Covering things Korean in London and beyond since 2006

Kang Ik-joong’s Floating Dreams: the stories

As Kang Ik-joong said of his installation on the Thames: his motive in collecting drawings from the North Koreans displaced by the Korean War was actually to collect their stories. Here are some of those stories, as shared on the Totally Thames website.

Park Yun Ok (age 95)

http://totallythames.org/blog/floating-dreams-one-dream-many-stories

Park Yun-ok - Floating Dreams story

“My name is Park Yun Ok. I was born in 1921. My hometown is a small village called Oh Eun outside of Hamhung City. I have not returned since I was 24 years old.

During World War II, I was living in a town in Manchuria, Japanese-occupied China. When one day fighter airplanes that I could not see, but that I could hear attacked the village – dropping bombs and spraying bullets. In the chaos I hid inside my home and huddled close to my infant daughter trying to protect her. One of those airplanes shot me in the leg. It was only after the village was destroyed that I realised my leg was bleeding. My daughter and I were alone.

For four days I walked carrying my daughter on my back.

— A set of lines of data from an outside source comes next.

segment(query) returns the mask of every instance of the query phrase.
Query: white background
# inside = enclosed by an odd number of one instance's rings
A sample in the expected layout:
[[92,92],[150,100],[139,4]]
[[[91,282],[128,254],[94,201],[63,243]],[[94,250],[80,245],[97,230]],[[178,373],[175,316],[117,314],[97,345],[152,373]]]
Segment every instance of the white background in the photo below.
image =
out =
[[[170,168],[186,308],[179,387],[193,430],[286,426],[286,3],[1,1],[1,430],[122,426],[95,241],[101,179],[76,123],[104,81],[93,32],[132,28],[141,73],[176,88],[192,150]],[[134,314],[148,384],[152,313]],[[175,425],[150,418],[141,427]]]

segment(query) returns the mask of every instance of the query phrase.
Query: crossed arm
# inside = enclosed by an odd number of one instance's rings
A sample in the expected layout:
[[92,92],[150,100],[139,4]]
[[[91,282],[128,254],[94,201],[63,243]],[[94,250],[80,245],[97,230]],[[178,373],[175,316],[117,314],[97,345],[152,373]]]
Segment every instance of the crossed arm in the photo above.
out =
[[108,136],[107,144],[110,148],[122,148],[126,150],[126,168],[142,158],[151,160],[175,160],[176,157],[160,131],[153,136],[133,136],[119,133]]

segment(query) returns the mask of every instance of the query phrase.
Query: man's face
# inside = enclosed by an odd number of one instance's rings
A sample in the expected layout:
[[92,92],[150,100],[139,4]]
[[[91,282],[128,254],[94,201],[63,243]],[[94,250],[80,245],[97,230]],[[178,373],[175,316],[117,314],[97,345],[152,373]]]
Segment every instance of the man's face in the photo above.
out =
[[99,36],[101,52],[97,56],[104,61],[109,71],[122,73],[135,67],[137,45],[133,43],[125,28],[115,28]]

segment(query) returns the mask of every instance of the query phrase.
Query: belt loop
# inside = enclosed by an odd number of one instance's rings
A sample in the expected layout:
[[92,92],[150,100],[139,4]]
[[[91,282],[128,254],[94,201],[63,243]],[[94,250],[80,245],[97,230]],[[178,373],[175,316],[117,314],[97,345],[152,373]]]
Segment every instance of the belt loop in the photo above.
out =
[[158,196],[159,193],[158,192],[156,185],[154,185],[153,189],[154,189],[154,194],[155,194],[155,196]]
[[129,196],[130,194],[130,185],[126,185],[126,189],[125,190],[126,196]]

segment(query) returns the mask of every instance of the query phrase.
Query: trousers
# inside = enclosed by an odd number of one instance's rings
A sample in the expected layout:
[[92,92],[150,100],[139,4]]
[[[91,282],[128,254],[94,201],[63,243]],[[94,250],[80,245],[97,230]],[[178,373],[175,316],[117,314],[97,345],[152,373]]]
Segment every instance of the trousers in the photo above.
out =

My leg was bleeding so much that my foot kept slipping inside my shoe. The skin on my sole peeled off. I was trying to return home. It was so far…

A stranger who saw me walking brought me into his home. I was bleeding to death. He took one of his chickens, slaughtered it, and used its flesh to absorb the bullet poisoning from my wound. With his wife, they nursed me back to health until I could walk again to leave to return home.

Back in Oh Eun, I reunited with my family when my husband found me there. Korea was dividing between North and South, war was imminent again. My husband decided life would be better in the South so I followed him, while most my family decided to stay behind. The borders closed behind us – borders to this day we cannot cross. We settled in Seoul, and then immigrated to the Americas – first Paraguay, then Argentina and finally the United States in search of a better life.

Seventy years later, I live in New York. My mother and my father have passed on. Many of my brothers and sisters have passed on too. In the chaos of war, we each had a choice to make: to leave or to stay. But we never imagined we would never be able to return home. All I have left of my family, of my home are memories, memories that are fading in my old age. I can never return. I will never return.”

Hwang Hyosoup (age 80)

http://totallythames.org/blog/floating-dreams-the-stories-behind-the-lantern

Story 1

Very close to the demilitarized zone is my home town called Gaesung. My father was the owner of one of the biggest hospitals in that town. I came to the South leaving my beloved home and family. Following my father’s footsteps, I also studied medicine and became a doctor. I would like to return one day to the hospital that my father built in the North. I waited for the reunification of North and South for so long but sadly, it is taking so long. But I am still waiting.

Kim Eunsuk (age 80)

http://totallythames.org/blog/floating-dreams-the-stories-behind-the-lantern

Story 2

My father, my sister and I unwillingly left my mother and my other siblings in the North and escaped to the South when the war broke out. My sibling who escaped with us got sick in Busan and died and somehow I was left alone in an orphanage. It was a very hard and lonely childhood. A day didn’t go by without me thinking about my family. What helped me survive all these years was the hope and dream that one day I will go back to the North to rejoin with my family. It has been a hard life.

Lee Jemeng (age 87)

http://totallythames.org/blog/floating-dreams-the-stories-behind-the-lantern

Story 3

How can I even begin to express in words the continuous longing for my family and my home town. I have waited so many years with hope that one day I may return but I am getting old…and tired. It hurts so much to even think about it so I try to not think. But it’s difficult to erase a part of my life that is so dear to me – a place with wonderful memories where I laughed and cried with my family and friends. Do you think that one day I will be able to go back and fulfil my dream?